From Bugzilla Helper: User-Agent: Mozilla/5.0 (X11; U; Linux i686; en-US; rv:1.6) Gecko/20040207 Firefox/0.8 Description of problem: We have been having trouble with 3ES hosts locking up when running with quotas enabled on an ext3 filesystem. The problem happens at random times, under both heavy and light loads. We are unable to run more than a few days, regardless of the load, without our systems locking up. The bug was identified and fixed in the mainline 2.4.25 kernel, but as far as I can tell, this fix has not been backported yet to the v3ES kernel. I have examined both the changelog for the 3ES kernel and looked at the source code for the 2.4.21-9.0.3.EL. The fix was submitted in v2.4.25-pre5 by jack:ucw.cz. See the URL to the 2.4.25 changelog in the URL field. Can someone backport this patch? Version-Release number of selected component (if applicable): How reproducible: Always Steps to Reproduce: 1. Enable quotas on a ext3 filesystem. 2. Have disk activity on it (for us, uw-imapd is the kind of disk activity that generates the lockup) 3. Wait, probalby not more than a few days. Actual Results: Our hosts will consistently hang after a few days. We are unable to keep them stable enough with quotas enabled to run them as production servers. Expected Results: The host should not lock up. Additional info:
Reassigned to ext3 author.
Is any progress being made to track this issue down?
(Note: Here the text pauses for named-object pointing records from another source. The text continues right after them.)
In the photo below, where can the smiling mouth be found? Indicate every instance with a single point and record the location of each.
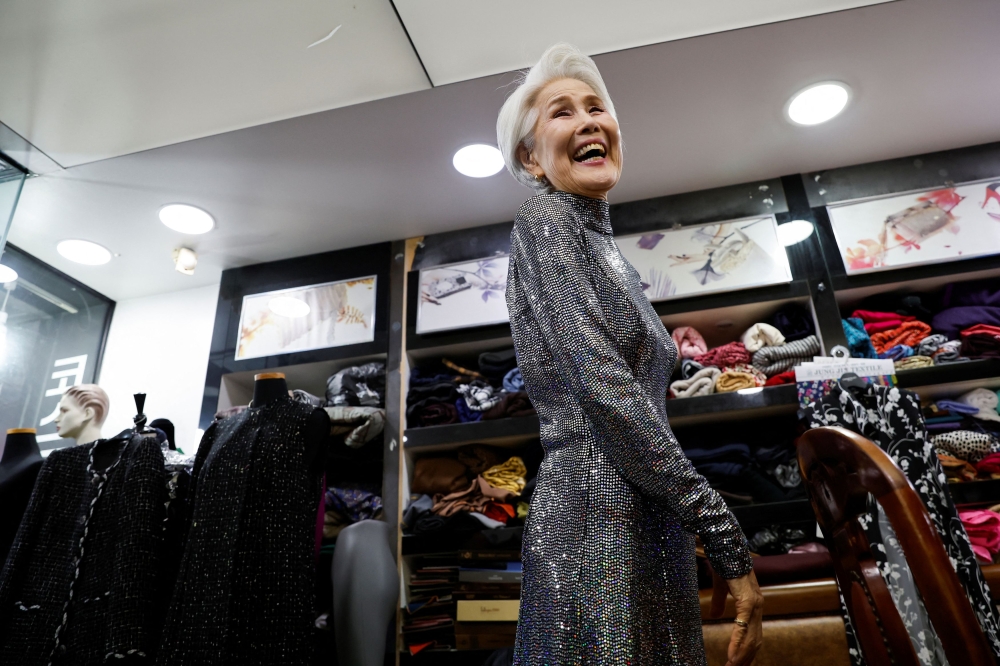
(589, 153)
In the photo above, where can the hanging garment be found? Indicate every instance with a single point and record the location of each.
(609, 568)
(896, 425)
(245, 591)
(81, 583)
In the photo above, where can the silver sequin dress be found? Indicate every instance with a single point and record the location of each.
(608, 550)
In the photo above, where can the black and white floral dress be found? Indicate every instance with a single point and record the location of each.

It seems to have been around for quite a while, and it means you basically can't use quotas in a production env. I see it here on a server, usually less than a day after enabling quotas. I have sysrq output when it's in the deadlock state. Anything else we can do to help solve this issue?
Created attachment 105927 [details] Backport of fix for quota/ext3 deadlock from kernel-2.4.25
Does this mean we'll see an official EL kernel with this fix sometime soon?
No fix for this problem has yet been committed to a RHEL3 patch pool, and specifically U4 is already closed (and in beta now).
This really should be increased in priority! We are seeing this same problem and it is creating major issues for us. Do we apply this outdated patch onto 2.4.21-27.0.2.ELsmp? Do we ignore RH kernels and just put in 2.6.10 which is supposed to have fixed the problem? Do we step our filesystem back down to ext2? I'd like to know how RH suggests we fix the problem...
Is this patch going to be added to the official Red Hat kernel at some point? I was bit by this bug, but compiling a custom kernel with the attached patch has fixed the problem.
*** Bug 173135 has been marked as a duplicate of this bug. ***
Please add this patch to the official Red Hat kernel. Thank you.
This bug is filed against RHEL 3, which is in maintenance phase. During the maintenance phase, only security errata and select mission critical bug fixes will be released for enterprise products. Since this bug does not meet that criteria, it is now being closed. For more information of the RHEL errata support policy, please visit: http://www.redhat.com/security/updates/errata/ If you feel this bug is indeed mission critical, please contact your support representative. You may be asked to provide detailed information on how this bug is affecting you.